Switzerland is well-equipped to operate in unstable environments. In the past years, Switzerland has started the most ambitious administrative reform amongst all DAC members, called Fit-for-Purpose (F4P), which has brought together SDC’s Humanitarian and Development units. This has allowed for joined-up analysis and response to emerging or protracted crises, linking short and long-term response. SDC’s two-year learning journey (2020-2022) on staying engaged in authoritarian contexts makes it better equipped to react to democratic backsliding and is also helpful for other DAC members. Switzerland’s neutrality, technical expertise and robust frameworks mean it knows how to build trust with local authorities while protecting civil society actors, making it a valued development partner even in politically constrained environments. Building on this unique position, Switzerland should incentivise staff to dedicate the time to build and secure these partnerships and the political understanding to gear programmes towards key aspects of resilience and stabilisation. Building on the F4P reform, Switzerland could further link development efforts and peace objectives. It could apply a fragility lens throughout its portfolio and not just in contexts of crisis.
Switzerland has pioneered various positive development initiatives with the private sector, but stronger linkages across instruments would achieve more impact. Initiatives include vocational training, results-based financing, and the SDG Impact Finance Initiative (SIFI), which aims at mobilising private resources for development. SECO and SDC sometimes operate on similar themes – such as economic framework conditions, skills development, SME support, investment funds – with limited opportunities for knowledge exchange. Moreover, embassies do not work closely with projects supported by Swiss instruments, such as SIFI or SIFEM, and are sometimes not aware of them. Clarifying the links across instruments and identifying areas for complementarity would allow Switzerland to make the best of its private sector toolbox.
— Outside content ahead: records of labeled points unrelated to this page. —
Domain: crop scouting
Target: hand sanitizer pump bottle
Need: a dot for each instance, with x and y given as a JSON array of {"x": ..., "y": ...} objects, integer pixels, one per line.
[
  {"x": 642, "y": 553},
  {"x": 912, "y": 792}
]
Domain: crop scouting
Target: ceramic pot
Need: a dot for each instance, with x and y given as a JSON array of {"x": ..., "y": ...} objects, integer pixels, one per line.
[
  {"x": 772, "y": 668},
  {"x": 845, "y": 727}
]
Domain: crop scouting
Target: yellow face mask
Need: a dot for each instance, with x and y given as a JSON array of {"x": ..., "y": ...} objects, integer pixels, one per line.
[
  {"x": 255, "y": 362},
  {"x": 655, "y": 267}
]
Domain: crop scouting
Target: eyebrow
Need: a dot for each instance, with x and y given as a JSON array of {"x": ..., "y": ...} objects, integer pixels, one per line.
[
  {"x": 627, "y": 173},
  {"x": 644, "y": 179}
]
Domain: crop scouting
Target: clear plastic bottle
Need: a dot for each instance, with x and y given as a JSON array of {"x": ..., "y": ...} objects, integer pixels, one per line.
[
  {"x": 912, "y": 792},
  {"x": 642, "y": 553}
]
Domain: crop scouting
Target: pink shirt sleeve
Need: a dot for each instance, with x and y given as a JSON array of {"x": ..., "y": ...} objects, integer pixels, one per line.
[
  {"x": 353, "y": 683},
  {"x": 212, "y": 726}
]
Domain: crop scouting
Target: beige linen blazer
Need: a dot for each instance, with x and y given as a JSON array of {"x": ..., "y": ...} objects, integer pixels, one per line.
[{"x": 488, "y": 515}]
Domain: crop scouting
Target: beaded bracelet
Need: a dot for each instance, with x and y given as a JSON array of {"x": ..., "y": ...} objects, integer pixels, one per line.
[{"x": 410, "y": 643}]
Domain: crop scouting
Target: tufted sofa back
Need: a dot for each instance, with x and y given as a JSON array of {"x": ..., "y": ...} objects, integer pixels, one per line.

In addition, while Switzerland currently leads the way on untying ODA, planned partially tied aid programme for Ukraine risks undermining Switzerland’s standing.
Switzerland has taken steps to improve policy coherence for sustainable development but struggles to systematically integrate transboundary considerations into federal policies. Standardised consultation and co-ordination mechanisms ensure consensus-building and cross‑departmental alignment, and the 2030 Sustainable Development Strategy and its action plans aim to integrate sustainable development across all policy sectors. However, these initiatives rarely assess the transboundary impacts of policies. Switzerland supports sustainable trade through corresponding provisions in trade agreements and platforms like the Better Gold Initiative, though compliance burdens and market practices pose challenges. Progress has been made in responsible business conduct and tackling illicit financial flows, but gaps persist in commodities trading regulations and anti-bribery enforcement.